La hija de Verónica Forqué relata cómo la actriz enfrentó su adicción a las drogas
El libro No soy Verónica Forqué, escrito por María Iborra en colaboración con el dramaturgo Antonio Álamo, ha generado un gran impacto en el ámbito cultural y mediático de España. En sus más de 330 páginas, la hija de la actriz se adentra en la vida privada de Verónica Forqué, dejando a un lado la imagen pública de mujer alegre, espontánea y brillante que la acompañó durante años.
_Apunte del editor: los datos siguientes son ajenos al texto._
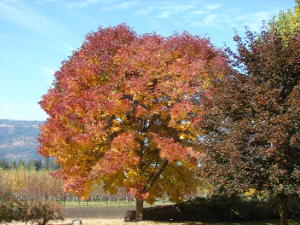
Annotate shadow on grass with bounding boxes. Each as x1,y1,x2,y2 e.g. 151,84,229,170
180,221,300,225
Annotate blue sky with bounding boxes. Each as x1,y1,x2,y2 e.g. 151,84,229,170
0,0,295,120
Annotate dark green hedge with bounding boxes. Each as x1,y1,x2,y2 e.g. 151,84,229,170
125,198,300,222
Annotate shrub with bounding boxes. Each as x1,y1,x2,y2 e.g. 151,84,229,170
0,192,63,225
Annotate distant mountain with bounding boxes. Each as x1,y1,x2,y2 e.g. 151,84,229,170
0,119,43,161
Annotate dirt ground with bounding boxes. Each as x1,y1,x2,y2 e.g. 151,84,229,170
8,206,203,225
62,206,134,219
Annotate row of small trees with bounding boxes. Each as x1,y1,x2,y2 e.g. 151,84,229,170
39,2,300,225
0,158,58,171
0,167,149,202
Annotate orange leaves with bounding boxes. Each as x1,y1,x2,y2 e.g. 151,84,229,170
94,132,139,174
153,136,193,162
40,25,228,201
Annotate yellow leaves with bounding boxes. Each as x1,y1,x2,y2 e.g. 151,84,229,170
244,188,257,197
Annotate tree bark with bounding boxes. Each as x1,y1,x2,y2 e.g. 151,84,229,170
279,195,288,225
135,198,144,221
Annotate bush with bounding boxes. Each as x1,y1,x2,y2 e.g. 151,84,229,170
0,192,63,225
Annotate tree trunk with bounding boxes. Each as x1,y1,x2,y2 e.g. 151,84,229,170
279,195,288,225
135,198,144,221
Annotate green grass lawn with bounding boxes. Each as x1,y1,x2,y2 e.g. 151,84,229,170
217,220,300,225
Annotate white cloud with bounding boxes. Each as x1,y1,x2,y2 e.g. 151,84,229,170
191,14,219,27
102,0,139,11
204,4,222,10
0,0,74,51
157,11,172,19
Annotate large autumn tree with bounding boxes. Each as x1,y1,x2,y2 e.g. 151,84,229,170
39,25,229,220
202,22,300,225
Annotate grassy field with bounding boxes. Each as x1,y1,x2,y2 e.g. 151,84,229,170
14,219,300,225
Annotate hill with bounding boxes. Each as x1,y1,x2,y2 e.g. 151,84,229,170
0,119,43,161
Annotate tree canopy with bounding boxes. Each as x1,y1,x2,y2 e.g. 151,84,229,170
39,25,230,220
202,23,300,224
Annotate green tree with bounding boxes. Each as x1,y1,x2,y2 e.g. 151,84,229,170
202,30,300,225
269,0,300,43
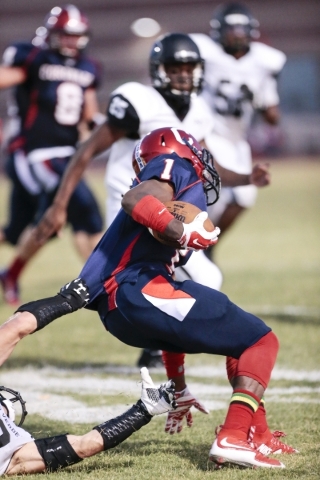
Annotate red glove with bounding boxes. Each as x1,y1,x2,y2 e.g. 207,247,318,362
164,387,209,435
178,212,220,250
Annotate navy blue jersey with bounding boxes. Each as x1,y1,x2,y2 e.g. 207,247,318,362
80,154,270,358
5,43,100,152
80,154,207,308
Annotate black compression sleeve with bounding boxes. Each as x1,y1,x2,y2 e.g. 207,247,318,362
93,400,152,450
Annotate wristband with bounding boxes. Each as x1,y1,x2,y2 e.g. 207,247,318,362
131,195,174,233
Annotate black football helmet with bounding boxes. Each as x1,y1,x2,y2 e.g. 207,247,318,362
210,3,260,55
149,33,204,95
0,386,28,427
132,127,220,205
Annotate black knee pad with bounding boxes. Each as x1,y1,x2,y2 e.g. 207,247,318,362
16,278,89,332
34,434,83,472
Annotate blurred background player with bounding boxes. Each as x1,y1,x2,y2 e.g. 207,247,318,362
0,5,103,304
31,33,225,367
30,33,270,367
191,3,286,255
0,368,175,476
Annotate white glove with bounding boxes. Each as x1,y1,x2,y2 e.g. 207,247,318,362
140,367,176,416
164,387,209,435
178,212,220,250
1,398,16,422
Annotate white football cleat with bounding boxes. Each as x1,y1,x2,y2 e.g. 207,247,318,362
209,430,285,468
140,367,176,416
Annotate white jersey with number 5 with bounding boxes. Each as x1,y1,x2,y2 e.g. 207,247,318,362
191,34,286,173
105,82,214,225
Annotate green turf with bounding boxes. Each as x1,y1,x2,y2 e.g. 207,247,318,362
0,158,320,480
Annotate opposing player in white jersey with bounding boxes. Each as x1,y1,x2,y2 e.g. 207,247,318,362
191,3,286,248
0,368,175,476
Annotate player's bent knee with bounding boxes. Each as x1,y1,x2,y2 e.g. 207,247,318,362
35,435,83,472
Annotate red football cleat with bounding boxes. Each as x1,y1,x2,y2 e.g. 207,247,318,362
248,426,299,455
209,429,285,468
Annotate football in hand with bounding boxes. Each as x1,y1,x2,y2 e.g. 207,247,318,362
150,200,215,249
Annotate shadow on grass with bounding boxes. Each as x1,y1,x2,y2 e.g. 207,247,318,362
1,356,144,374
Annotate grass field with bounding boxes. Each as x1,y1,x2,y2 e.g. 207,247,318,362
0,158,320,480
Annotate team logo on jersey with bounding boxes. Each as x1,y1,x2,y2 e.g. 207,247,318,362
39,63,94,87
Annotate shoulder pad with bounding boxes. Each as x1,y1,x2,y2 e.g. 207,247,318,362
2,42,37,67
189,33,221,60
250,42,287,75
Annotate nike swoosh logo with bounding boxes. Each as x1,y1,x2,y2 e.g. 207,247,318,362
192,239,203,248
219,437,252,452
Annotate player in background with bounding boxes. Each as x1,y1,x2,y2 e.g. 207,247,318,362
0,5,102,304
191,3,286,255
0,127,294,468
29,33,268,367
0,368,175,476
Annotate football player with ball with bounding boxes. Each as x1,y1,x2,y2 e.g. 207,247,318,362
0,127,296,468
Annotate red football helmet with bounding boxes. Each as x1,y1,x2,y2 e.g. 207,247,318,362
132,127,220,205
45,5,89,57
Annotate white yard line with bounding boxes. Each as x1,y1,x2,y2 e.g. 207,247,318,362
1,366,320,423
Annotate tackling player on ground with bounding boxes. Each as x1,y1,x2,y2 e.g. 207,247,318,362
0,128,296,468
0,368,175,475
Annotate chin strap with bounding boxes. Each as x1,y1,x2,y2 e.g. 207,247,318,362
0,386,28,427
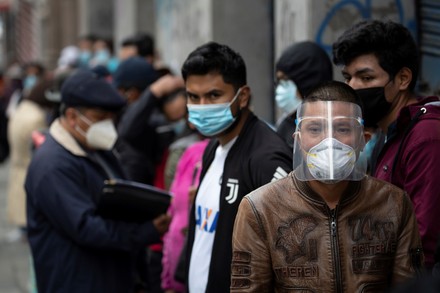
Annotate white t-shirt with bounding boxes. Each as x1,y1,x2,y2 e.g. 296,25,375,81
188,138,237,293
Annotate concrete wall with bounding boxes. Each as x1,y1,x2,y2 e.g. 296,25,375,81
212,0,274,122
274,0,417,80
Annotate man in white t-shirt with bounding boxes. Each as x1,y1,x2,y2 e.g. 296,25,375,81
182,42,294,293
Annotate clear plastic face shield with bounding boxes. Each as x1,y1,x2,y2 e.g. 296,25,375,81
293,101,367,184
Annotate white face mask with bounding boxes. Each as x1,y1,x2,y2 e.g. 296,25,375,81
275,80,302,114
75,114,118,151
307,138,356,184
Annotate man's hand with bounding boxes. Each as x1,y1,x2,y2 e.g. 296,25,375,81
150,74,185,99
153,214,171,236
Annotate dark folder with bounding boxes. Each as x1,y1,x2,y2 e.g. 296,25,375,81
98,179,171,223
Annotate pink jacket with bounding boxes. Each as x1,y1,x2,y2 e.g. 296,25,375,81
162,140,209,292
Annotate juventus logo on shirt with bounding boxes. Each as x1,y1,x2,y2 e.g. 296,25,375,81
225,178,238,204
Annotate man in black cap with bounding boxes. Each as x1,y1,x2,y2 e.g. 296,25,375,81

Esta obra centra una parte importante en el deterioro emocional que sufrió la actriz en sus últimos años y en su dependencia del cannabis, un problema que, según revela su hija, terminó por empeorar su salud mental. Finalmente, decidió acabar con su vida en diciembre de 2021.
Desde el comienzo del libro, María Iborra describe la compleja personalidad de su madre: "Mi madre era un ángel, pero también tenía un demonio", escribe, apuntando que Verónica tenía "una inclinación hacia lo oscuro".
Verónica Forqué y las drogas
Uno de los pasajes más impactantes de estas memorias es la narración del consumo desmedido de cannabis que protagonizaba la actriz. Según relata su hija, especialmente a partir de la pandemia, ese hábito se volvió imparable. "Era un no parar desde la mañana a la noche", describe el uso constante que hacía de la marihuana. Esta adicción afectó profundamente tanto su comportamiento cotidiano como su desarrollo profesional.
Al principio, María cuenta que el consumo parecía únicamente alterar algunos hábitos en Verónica, algo poco común en una persona conocida por su perfección y disciplina. No obstante, con el paso del tiempo, la situación empeoró notablemente: llegaba tarde a sus actuaciones, improvisaba diálogos no incluidos en el guion, fumaba durante las representaciones y desconcertaba a sus compañeros con cambios bruscos en su actitud. "Sus compañeros nunca sabían qué era lo que podía pasar", recuerda Iborra sobre ese período.
Entre los episodios más duros que se revelan está un viaje que hicieron juntas madre e hija, en el que Verónica estaba claramente afectada por las drogas. "Mari, voy muy fumada. (...) No me encuentro bien", le dijo a María, quien pensó: "Ay, Dios mío, que mi madre se va a morir aquí a mi lado y yo, fumadísima, sin poder auxiliarla".
En las páginas del libro se explica que la adicción comenzó a raíz de varios golpes emocionales consecutivos: la pérdida de su hermano, la separación de Manuel Iborra tras treinta años de relación y, más tarde, la muerte de la propia Verónica. Todo esto empeoró durante la pandemia. "Se hacía los porros con parsimonia, disfrutando de ese momento en el que manipulaba marihuana, tabaco, papel y el rollito de cartón. Y, por supuesto, le gustaban más bien gorditos, cargados, o sea, tipo trompetero", detalla María.
La parte final del libro aborda el suicidio de la actriz el 13 de diciembre de 2021. "Verónica Forqué no quería ayuda; lo que ella quería era morirse", escribe la autora, añadiendo que "se estaba muriendo, delante de mis ojos, y yo no podía hacer nada".